The attorneys said they were formally putting Mazars ”on notice” — an implicit threat of legal action. They also urged Bernstein to hold off on providing the documents to Cummings until the subpoena can be litigated in court, suggesting that a protracted legal battle is likely to ensue.

“The Democrats’ fervor has only intensified after the special counsel squelched their ‘Russia collusion’ narrative,” the attorneys continued, outlining a series of legal precedents that they argue prevents Mazars from complying with Cummings’ subpoena.

Last month, the committee formally requested that Mazars turn over 10 years of Trump’s financial records, related specifically to the Trump Organization, the president’s revocable trust and other subsidiaries.

In response, Mazars asked for a so-called friendly subpoena so that it could comply. Cummings told the firm that it was seeking the documents to corroborate the testimony of Michael Cohen, the president’s former attorney and fixer, who alleged that Trump artificially inflated and deflated the value of his assets for his personal benefit.
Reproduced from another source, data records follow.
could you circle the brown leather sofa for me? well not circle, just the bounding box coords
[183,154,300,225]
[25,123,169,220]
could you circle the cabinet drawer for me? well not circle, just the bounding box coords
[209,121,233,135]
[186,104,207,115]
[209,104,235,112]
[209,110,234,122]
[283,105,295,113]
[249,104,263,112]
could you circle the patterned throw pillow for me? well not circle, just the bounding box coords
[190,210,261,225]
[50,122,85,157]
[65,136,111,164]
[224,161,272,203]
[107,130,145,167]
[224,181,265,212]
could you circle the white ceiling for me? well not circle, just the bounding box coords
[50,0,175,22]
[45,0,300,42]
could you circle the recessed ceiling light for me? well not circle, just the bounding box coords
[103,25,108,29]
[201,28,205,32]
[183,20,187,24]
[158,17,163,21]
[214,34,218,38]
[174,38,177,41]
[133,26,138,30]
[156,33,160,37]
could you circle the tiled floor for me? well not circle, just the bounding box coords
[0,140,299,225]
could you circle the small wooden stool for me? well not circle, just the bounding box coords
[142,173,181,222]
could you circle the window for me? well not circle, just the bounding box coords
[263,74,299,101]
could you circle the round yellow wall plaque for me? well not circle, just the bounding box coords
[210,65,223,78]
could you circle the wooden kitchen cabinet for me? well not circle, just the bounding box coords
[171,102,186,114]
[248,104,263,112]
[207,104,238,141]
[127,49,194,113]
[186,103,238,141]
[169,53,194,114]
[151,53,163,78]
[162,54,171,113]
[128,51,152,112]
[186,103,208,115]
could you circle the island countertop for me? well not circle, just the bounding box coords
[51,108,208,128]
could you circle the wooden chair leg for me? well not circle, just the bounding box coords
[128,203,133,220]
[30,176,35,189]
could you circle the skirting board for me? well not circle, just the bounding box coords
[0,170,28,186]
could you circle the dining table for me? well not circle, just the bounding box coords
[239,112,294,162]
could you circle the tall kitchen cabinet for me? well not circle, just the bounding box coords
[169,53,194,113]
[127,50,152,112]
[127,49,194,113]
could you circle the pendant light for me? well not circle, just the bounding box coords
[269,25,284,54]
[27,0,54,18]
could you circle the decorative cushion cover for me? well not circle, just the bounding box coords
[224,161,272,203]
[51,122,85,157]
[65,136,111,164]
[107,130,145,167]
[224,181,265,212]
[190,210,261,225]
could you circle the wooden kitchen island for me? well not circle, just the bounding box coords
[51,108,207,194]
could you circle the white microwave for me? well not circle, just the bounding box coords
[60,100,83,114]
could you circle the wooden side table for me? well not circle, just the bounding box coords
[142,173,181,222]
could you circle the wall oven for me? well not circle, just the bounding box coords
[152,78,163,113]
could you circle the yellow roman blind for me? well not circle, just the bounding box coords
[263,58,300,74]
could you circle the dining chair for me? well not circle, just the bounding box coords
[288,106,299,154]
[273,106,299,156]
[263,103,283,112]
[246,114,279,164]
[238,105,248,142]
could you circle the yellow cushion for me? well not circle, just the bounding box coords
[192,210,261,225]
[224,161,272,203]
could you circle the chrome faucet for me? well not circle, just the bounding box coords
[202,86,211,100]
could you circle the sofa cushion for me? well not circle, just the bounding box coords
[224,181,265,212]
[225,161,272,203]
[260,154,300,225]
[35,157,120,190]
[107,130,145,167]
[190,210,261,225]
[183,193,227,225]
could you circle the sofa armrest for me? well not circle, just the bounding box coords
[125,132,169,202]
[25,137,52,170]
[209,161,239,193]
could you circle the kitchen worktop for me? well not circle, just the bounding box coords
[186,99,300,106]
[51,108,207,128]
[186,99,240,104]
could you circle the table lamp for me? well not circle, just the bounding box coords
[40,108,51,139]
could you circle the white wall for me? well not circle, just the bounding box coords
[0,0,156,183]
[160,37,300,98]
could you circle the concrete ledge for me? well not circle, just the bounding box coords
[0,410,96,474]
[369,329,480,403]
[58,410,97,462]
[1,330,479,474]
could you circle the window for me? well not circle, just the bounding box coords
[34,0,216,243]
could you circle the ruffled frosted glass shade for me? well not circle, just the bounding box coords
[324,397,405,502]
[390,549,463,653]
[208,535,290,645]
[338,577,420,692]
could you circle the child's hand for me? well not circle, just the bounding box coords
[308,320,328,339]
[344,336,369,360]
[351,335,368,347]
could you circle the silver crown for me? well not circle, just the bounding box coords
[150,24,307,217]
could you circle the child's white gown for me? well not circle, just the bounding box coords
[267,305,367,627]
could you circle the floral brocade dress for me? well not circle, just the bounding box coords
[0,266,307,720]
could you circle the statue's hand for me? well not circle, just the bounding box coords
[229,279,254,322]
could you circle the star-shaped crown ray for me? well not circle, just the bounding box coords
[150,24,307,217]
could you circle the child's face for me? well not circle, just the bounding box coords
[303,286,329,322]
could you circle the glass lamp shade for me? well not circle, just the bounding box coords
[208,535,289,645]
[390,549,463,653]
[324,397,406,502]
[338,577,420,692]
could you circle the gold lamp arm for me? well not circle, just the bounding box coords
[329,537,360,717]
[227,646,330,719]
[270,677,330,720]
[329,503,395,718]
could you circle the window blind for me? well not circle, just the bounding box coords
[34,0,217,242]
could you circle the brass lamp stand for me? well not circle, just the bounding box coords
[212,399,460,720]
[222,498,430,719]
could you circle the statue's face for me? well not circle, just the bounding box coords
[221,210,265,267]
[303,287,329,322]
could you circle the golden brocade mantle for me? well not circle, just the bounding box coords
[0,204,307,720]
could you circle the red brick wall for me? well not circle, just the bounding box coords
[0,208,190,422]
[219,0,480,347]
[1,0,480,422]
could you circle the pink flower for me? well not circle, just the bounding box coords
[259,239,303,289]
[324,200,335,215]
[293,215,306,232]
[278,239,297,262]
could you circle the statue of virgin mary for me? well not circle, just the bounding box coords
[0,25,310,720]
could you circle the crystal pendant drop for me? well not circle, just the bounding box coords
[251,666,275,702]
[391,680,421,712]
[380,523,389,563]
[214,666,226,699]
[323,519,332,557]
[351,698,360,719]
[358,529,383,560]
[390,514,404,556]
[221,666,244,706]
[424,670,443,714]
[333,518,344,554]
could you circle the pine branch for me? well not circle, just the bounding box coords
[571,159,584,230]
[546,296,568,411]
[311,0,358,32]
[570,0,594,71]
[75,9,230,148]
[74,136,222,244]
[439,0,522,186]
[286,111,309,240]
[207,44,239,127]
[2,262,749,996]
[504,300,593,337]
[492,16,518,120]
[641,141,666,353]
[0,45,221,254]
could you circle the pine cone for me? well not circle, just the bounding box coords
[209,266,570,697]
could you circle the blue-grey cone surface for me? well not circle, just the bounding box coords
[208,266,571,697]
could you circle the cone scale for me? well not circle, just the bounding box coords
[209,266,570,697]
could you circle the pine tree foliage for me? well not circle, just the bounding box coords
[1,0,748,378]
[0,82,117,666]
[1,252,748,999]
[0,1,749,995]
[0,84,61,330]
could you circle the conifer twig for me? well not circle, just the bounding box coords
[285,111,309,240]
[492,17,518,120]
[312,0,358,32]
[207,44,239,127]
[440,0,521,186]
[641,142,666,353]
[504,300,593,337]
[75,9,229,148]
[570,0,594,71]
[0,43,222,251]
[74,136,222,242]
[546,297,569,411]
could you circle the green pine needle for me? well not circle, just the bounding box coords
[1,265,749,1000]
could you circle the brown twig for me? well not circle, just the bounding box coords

Consovoy and Passantino questioned the committee’s legal authority to conduct such an investigation.

“The House Oversight Committee is not a miniature Department of Justice, charged with investigating and prosecuting potential federal crimes. It is a legislative body, not ‘a law enforcement or trial agency,’ and the chairman’s attempt to assume for Congress the role of police, prosecutor, and judge is unconstitutional,” they wrote.

Bernstein, Mazars’ outside counsel, did not respond to a request for comment on the Trump attorneys’ letter. In a separate letter to Cummings, Consovoy and Passantino echoed Republicans’ criticism of the Mazars subpoena.

On Monday, Rep. Jim Jordan of Ohio, the top Republican on the Oversight Committee, also wrote a memo to the panel’s members outlining his own concerns with the subpoena.

Jordan said it was a “grave abuse” of power and a violation of Cummings’ pledge to allow committee members to vote on subpoenas before they are authorized. Cummings said on Friday that he planned to issue it unilaterally due to the two-week congressional recess which began on Monday.

“I strongly object to Chairman Cummings’ unprecedented subpoena to Mazars and his irresponsible and gravely dangerous course of conduct in a singular obsession of attacking President Trump and his family for political gain,” Jordan wrote.

Cummings responded to Jordan’s memo later Monday, asserting that the records from Mazars “are key to the committee’s ongoing investigations of matters squarely within our jurisdiction,” including whether Trump did not disclose conflicts of interest before becoming president and whether he is violating the emoluments clauses of the Constitution, which aim to ensure that a president is not subject to foreign influence.

Cummings’ memo reflected the intensifying partisan divide over the legitimacy of House Democrats’ myriad investigations targeting Trump.

“[Jordan] is embarking on an unprecedented path of partisanship that all members of the House of Representatives should find concerning because it could have a detrimental impact on Congress’ ability to exercise its core constitutional oversight responsibilities for years to come,” Cummings wrote.